SAC on proving indirect shareholding expenses

The Supreme Administrative Court (SAC) has recognised that it is not easy to prove the exact amount of overhead (indirect) expenses related to holding a share in a subsidiary. However, this practical pitfall does not change the fact that if a taxpayer wishes to avoid excluding 5% of dividend received as tax non-deductible expenses, they must prove the actual amount of the overheads. The calculation algorithm applied must be reasonable and reflect all related expenses.

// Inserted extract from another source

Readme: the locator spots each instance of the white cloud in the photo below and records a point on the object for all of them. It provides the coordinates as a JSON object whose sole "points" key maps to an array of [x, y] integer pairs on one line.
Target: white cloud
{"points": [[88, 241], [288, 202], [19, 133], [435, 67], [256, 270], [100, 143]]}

The SAC noted that Section 25(1)(zk) of the Income Tax Act offers two possible approaches: either proving the actual amount of shareholding expenses, or determining them as a percentage – 5% of dividends received. The same percentage amount shall also be applied if the taxpayer claims lower overheads but is unable to prove their actual amount.

In the present case, the taxpayer calculated overhead expenses at CZK 365, using a table. The expenses comprised four hours spent by the company’s employee exercising the powers of the subsidiary’s general meeting. The tax administrator rejected this quantification and, using the percentage rate, excluded CZK 160,000 as tax non-deductible expense. When the case appeared before the Supreme Administrative Court, the court confirmed that the evidence presented did not give any economic reasons supporting or explaining the amount claimed by the taxpayer: the table presented by the taxpayer showed the result of the calculation, but not the individual steps to arrive at such result.

The SAC emphasised that taxpayers must identify and quantify the expenses in a plausible manner, and support them with relevant evidence. Although a certain calculation of the amount of overheads was submitted, no evidence was produced to support the logic behind the calculation or the economic criteria used as a basis, not even after the tax administrator had challenged the calculation and called upon the taxpayer to explain the approach applied.

The SAC agreed that while it can be complicated in practice to support overhead expenses and quantify their exact amount, is necessary that a reasonable calculation algorithm is designed, taking into account all expenses as regards supporting organisational processes related to holding a share in a subsidiary. If a taxpayer wishes to avoid tax non-deductible expenses determined as 5% of the dividend received, it is their responsibility to properly quantify and prove actual expenses. In practice, the amount calculated as a percentage may be many times higher than the actual expenses.

In the present case, the taxpayer failed to bear the burden of proof and, according to the SAC, suffered the consequences of their passivity in the tax proceedings rather than the objective complexity of proving the actual expenses. The judgment thus confirmed, yet again, that increased attention must be paid to calculating and supporting indirect shareholding expenses.